Conforme apurado, o suspeito fugiu do bairro Vale do Jatobá, Região do Barreiro, na capital, após o homicídio de um homem de 33 anos. O chefe da Divisão Especializada em Investigação de Crimes Contra a Vida (DICCV), Delegado Emerson Morais, chama a atenção para a futilidade da motivação do crime. Levantamentos apontaram que, cinco dias antes do homicídio, o suspeito teria se irritado com o fato de a vítima estar pescando em uma lagoa pública existente na região dos fatos.

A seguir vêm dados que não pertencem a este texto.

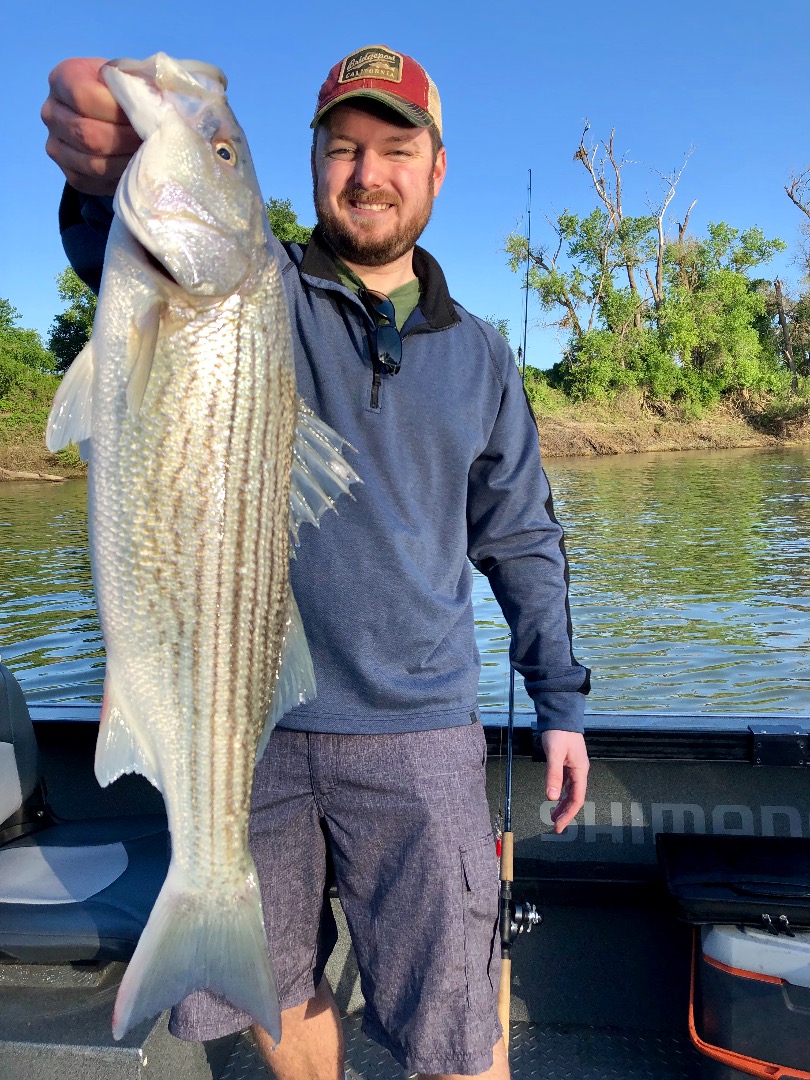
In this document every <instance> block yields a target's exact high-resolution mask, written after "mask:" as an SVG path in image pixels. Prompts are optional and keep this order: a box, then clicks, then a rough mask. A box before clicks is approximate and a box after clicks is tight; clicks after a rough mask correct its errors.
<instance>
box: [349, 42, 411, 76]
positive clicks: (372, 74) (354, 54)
mask: <svg viewBox="0 0 810 1080" xmlns="http://www.w3.org/2000/svg"><path fill="white" fill-rule="evenodd" d="M402 60H403V58H402V56H401V55H400V54H399V53H392V52H391V50H390V49H382V48H380V46H379V45H369V46H367V48H366V49H359V50H357V52H356V53H352V54H351V55H350V56H347V57H346V59H345V60H343V63H342V65H341V68H340V75H339V77H338V82H353V81H354V80H355V79H383V80H384V81H386V82H402Z"/></svg>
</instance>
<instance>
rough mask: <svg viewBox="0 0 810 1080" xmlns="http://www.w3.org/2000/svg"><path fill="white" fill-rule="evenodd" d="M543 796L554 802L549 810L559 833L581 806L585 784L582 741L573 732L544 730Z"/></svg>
mask: <svg viewBox="0 0 810 1080" xmlns="http://www.w3.org/2000/svg"><path fill="white" fill-rule="evenodd" d="M541 738H542V742H543V750H544V751H545V761H546V766H545V797H546V799H551V800H552V801H556V802H557V805H556V806H555V807H554V809H553V810H552V812H551V820H552V821H553V822H554V832H555V833H562V832H563V829H564V828H565V827H566V825H568V824H569V823H570V822H572V821H573V819H575V818H576V815H577V814H578V813H579V811H580V809H581V808H582V804H583V802H584V801H585V787H586V785H588V770H589V769H590V768H591V764H590V761H589V760H588V751H586V750H585V740H584V739H583V737H582V735H581V734H579V733H578V732H576V731H543V733H542V737H541Z"/></svg>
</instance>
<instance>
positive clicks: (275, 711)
mask: <svg viewBox="0 0 810 1080" xmlns="http://www.w3.org/2000/svg"><path fill="white" fill-rule="evenodd" d="M314 697H315V672H314V669H313V667H312V657H311V656H310V651H309V645H308V644H307V636H306V634H305V633H303V623H302V622H301V617H300V613H299V611H298V605H297V604H296V602H295V596H293V590H292V589H291V590H289V591H288V616H287V632H286V634H285V635H284V645H283V646H282V652H281V666H280V669H279V677H278V679H276V680H275V689H274V691H273V698H272V701H271V702H270V712H269V713H268V716H267V723H266V724H265V730H264V731H262V732H261V738H260V739H259V744H258V747H257V750H256V760H257V761H258V760H259V759H260V758H261V755H262V754H264V753H265V750H266V747H267V741H268V739H269V738H270V732H271V731H272V730H273V728H274V727H275V725H276V723H278V721H279V720H280V719H281V717H282V716H283V715H284V714H285V713H287V712H289V710H291V708H293V707H294V706H295V705H302V704H303V703H305V702H306V701H310V700H311V699H312V698H314Z"/></svg>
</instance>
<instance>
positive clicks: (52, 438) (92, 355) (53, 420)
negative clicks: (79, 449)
mask: <svg viewBox="0 0 810 1080" xmlns="http://www.w3.org/2000/svg"><path fill="white" fill-rule="evenodd" d="M94 368H95V357H94V354H93V339H92V338H91V339H90V341H87V343H86V345H85V346H84V348H83V349H82V351H81V352H80V353H79V355H78V356H77V357H76V360H75V361H73V363H72V364H71V365H70V367H69V368H68V370H67V374H66V375H65V378H64V379H63V380H62V382H60V383H59V386H58V388H57V390H56V393H55V395H54V400H53V405H52V406H51V413H50V415H49V417H48V427H46V429H45V445H46V446H48V448H49V450H50V451H51V453H52V454H55V453H56V451H57V450H63V449H64V448H65V447H66V446H67V445H68V443H78V444H79V446H80V448H81V447H84V449H85V450H86V445H87V444H89V442H90V436H91V433H92V432H91V428H92V419H93V373H94ZM82 457H84V454H82Z"/></svg>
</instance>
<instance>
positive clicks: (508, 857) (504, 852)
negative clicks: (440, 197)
mask: <svg viewBox="0 0 810 1080" xmlns="http://www.w3.org/2000/svg"><path fill="white" fill-rule="evenodd" d="M530 249H531V170H529V187H528V212H527V226H526V297H525V303H524V315H523V353H522V355H521V362H522V369H521V378H522V380H523V381H524V382H525V381H526V333H527V327H528V318H529V252H530ZM518 352H519V350H518ZM514 727H515V670H514V667H513V666H512V661H511V657H510V664H509V718H508V721H507V778H505V793H504V799H503V831H502V833H501V836H500V853H501V866H500V910H499V930H500V937H501V981H500V984H499V986H498V1018H499V1020H500V1022H501V1027H502V1028H503V1042H504V1045H505V1048H507V1054H508V1055H509V1014H510V1011H511V1007H512V945H513V943H514V941H515V939H516V937H517V935H518V934H521V933H523V931H524V930H525V931H526V933H528V932H529V931H530V930H531V928H532V927H534V926H537V924H538V923H539V922H540V921H541V920H542V916H541V915H540V914H539V913H538V910H537V908H536V907H535V905H534V904H518V903H516V902H515V900H514V896H513V895H512V886H513V883H514V834H513V833H512V758H513V754H514Z"/></svg>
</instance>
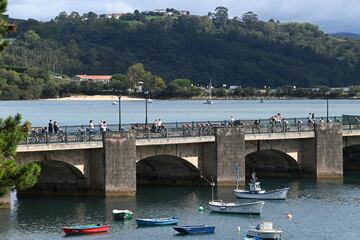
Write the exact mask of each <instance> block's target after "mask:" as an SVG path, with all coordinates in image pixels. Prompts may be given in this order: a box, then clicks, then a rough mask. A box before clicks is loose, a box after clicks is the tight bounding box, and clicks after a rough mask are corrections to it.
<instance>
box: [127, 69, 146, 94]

Testemunhas relatam que o investigado, de perfil violento, considerava-se proprietário desse lago.
Em 18 de abril do ano passado, data do crime, a vítima estava a caminho de casa, acompanhado por um amigo, quando foi surpreendido pelo suspeito, que desembarcou de um carro e disparou diversas vezes contra ele.
O delegado Alexandre Fonseca, que coordena as investigações, conta que, inicialmente, a polícia teve acesso somente ao apelido do investigado. Por meio do trabalho de inteligência policial, foi possível qualificar o suspeito. Contra ele constavam cinco mandados de prisões sendo três preventivas, uma por condenação e uma de recaptura, todos referentes a crimes de roubo e extorsão, cometidos entre os anos de 2006 a 2008. Ele estava foragido desde 2009.
De acordo com a investigadora Nayara Soares, em razão desses mandados de prisão, o homem registrou os dois filhos, de 6 e 9 anos, no nome do irmão para evitar ser localizado. No momento da prisão, o investigado se identificou com outro nome e apresentou CNH falsa. O suspeito será indiciado pelos crimes de homicídio qualificado, uso de documento falso e falsa filiação (por ter registrado os filhos usando o nome do irmão).